I have a view that collects data from several tables. While there are no indexes on the view itself anything that uses the view seems to benefit from the underlying tables having indexes. Are these being used automatically? If they are then what is the point of creating indexes on your views? Any recommended articles on this subject would be welcomed.
Indexes can only be created on views which have the same owner as the referenced table or tables. This is also called an intact ownership-chain between the view and the table(s). Typically, when table and view reside within the same schema, the same schema-owner applies to all objects within the schema.
Indexed views improve the performance of queries that use joins and aggregations in processing huge amount of data and are executed very frequently. The environments that are best suited to indexed views are data warehouses and the Online Analytical Processing (OLAP) databases.

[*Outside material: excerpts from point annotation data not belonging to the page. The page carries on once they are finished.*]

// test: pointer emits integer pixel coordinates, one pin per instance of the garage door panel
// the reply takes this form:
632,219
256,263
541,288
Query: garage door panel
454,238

The indexes on the base table are still used whenever you access the view. You don't need to use an indexed view, unless the view contains an expensive logic (aggregations or joins) that you don't want to perform each time you query the view.
Oracle SQL standards do not support creating indexes on views. If you need to index documents whose contents are in different tables, you can create a data storage preference using the USER_DATASTORE object.
Yes, the underlying table indexes are used automatically - a view just pulls the data from the underlying tables after all.
With regards to the benefits of creating indexes on a view, see this MS Technet article. Small excerpt:
Using indexes to improve query performance is not a new concept; however, indexed views provide additional performance benefits that cannot be achieved using standard indexes. Indexed views can increase query performance in the following ways:
- Aggregations can be precomputed and stored in the index to minimize expensive computations during query execution.
- Tables can be prejoined and the resulting data set stored.
- Combinations of joins or aggregations can be stored.
The query optimizer rewrites the query and "flattens" the use of sub-queries (which a view really is). So underlying indexes will be used.